32in24-11: Occupy Doomworld

Boom compatible · Deathmatch · Released

For the eleventh 32in24 mapping session, a total of 45 Free-For-All Deathmatch map layouts were designed in a 24-hour period by an assortment of community members. Mappers were allowed a week afterwards to polish up their submissions’ gameplay and visuals, followed by a week of intense playtesting, bugfixing, and balancing including two online test runs coordinated with the fine folks over at Odamex Saturday Nitro.

As a whole it’s been hailed as the most successful, high-quality, and generally fun to play 32in24 production to date, and thank goodness, I’m pretty proud of my contributions to it!

I created three of the maps, each titled as a cheesy pun on a famous Doom project: the gothic temple Ultraman Torment N’ Torture, shiny space station Vrack to the Izzo, and detail-guide pastiche Knee-Deep in Zeldoom.

 

MAP17: The Ultraman Torment N’ Torture was my first submission, a gothic temple in a grassy courtyard in the vein of Crucified Dreams.

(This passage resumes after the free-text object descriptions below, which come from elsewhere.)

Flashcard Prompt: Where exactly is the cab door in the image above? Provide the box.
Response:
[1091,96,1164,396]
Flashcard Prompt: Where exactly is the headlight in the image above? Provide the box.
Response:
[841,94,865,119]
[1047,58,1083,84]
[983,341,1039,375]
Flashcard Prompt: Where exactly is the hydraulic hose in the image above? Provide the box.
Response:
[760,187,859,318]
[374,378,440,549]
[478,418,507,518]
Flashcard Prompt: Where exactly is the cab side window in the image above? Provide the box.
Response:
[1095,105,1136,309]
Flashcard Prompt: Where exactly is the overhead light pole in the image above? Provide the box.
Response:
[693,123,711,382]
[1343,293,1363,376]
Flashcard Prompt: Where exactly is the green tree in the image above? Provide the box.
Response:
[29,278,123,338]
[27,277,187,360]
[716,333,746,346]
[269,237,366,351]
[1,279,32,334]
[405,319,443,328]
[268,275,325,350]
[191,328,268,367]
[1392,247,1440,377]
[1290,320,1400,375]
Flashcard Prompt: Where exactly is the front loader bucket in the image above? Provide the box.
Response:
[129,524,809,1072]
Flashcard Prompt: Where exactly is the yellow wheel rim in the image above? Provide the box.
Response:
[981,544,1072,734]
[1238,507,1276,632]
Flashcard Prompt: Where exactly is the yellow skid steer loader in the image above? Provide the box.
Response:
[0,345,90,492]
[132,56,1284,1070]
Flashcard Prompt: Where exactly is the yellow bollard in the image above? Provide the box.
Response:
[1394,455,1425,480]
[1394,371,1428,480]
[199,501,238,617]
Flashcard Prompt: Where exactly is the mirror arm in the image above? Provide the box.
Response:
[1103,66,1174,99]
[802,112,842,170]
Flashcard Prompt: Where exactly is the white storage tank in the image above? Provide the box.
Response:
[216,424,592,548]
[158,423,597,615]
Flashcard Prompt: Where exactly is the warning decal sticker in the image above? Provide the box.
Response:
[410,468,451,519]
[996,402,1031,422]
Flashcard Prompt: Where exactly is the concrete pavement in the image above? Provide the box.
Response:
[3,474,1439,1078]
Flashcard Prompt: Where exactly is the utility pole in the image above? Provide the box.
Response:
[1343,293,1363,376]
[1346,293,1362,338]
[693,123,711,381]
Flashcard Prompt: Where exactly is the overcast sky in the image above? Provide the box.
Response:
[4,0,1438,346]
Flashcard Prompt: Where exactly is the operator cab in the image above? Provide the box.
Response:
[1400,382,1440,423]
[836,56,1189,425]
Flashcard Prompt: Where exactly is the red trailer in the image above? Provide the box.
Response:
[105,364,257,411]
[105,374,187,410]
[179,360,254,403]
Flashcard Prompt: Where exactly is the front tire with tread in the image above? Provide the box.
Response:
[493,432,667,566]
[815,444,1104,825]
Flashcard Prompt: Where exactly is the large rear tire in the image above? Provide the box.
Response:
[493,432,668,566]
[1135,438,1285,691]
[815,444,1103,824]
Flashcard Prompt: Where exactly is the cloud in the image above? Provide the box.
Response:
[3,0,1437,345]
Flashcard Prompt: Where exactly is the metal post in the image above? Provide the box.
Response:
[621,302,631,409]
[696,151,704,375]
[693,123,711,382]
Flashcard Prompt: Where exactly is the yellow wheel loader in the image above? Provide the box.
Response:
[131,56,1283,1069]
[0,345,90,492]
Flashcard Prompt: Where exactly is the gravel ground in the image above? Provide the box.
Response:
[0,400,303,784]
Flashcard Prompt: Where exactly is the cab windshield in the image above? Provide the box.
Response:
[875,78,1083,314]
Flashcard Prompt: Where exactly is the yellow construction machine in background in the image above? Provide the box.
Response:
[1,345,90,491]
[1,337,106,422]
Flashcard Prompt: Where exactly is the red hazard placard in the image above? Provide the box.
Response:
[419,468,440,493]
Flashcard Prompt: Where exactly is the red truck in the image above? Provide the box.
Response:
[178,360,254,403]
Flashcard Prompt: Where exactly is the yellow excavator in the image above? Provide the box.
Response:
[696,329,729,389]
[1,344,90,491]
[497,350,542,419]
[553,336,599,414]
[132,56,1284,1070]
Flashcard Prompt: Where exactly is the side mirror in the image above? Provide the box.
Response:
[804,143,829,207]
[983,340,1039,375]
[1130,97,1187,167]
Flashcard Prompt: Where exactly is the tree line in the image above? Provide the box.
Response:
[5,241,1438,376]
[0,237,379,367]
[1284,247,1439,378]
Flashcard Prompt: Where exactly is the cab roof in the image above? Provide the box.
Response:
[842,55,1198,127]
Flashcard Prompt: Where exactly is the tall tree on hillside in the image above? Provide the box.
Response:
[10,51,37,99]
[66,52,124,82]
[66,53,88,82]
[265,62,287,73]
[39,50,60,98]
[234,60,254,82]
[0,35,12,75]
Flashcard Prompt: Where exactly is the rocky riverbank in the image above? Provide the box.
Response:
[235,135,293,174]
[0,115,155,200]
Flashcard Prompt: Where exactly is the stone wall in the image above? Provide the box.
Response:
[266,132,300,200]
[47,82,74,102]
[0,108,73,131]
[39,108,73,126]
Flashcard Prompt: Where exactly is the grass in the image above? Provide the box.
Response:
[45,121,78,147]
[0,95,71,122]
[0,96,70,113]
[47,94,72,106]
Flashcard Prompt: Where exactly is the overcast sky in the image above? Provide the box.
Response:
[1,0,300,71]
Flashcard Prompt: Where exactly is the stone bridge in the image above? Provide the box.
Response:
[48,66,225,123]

It’s a relatively simple, open layout based around a central courtyard with several paths and platforms all connected directly around it. I built the layout in about an hour originally, at the very start of the layout-building day, and later spent two days detailing it.

 

MAP03: Vrack to the Izzo is an angular space station influenced by scenes from Fredrik Johannson’s Vrack series and Mechadon‘s body of work, and comparable to my own SpaceDM9, with lots of direct vertical connections providing opportunities for drop-ins and other quick maneuvers. I built the layout in the final few hours of the 32in24, and finished texturing and detailing it the following day. My initial impulse was to title it “Vrack to the Future,” but I opted for the even sillier way out.

 

MAP29: Knee-Deep in Zeldoom, my other submission, is a stylistic parody of Tormentor667′s The Art Of High Detail mapping tutorial. I built it in about three hours total, including time spent detailing. In spite of the goofy visual design, I aimed to create a layout that was still fully playable and fun to run around in for serious games. I’m not posting screenshots of it, because really. I’m not going to embarrass myself like that.

 

The rest of the set features a surprisingly high number of great contributions from 32in24 regulars and new participators alike, and has managed to keep servers packed with players for hours on end.

The total production time from the initial layout-building day to the completed, heavily tested final release was just under two weeks. With this 32in24 we’ve finally come upon a production process that allows us to quickly produce tons of fun, polished maps that not only look great but play well too.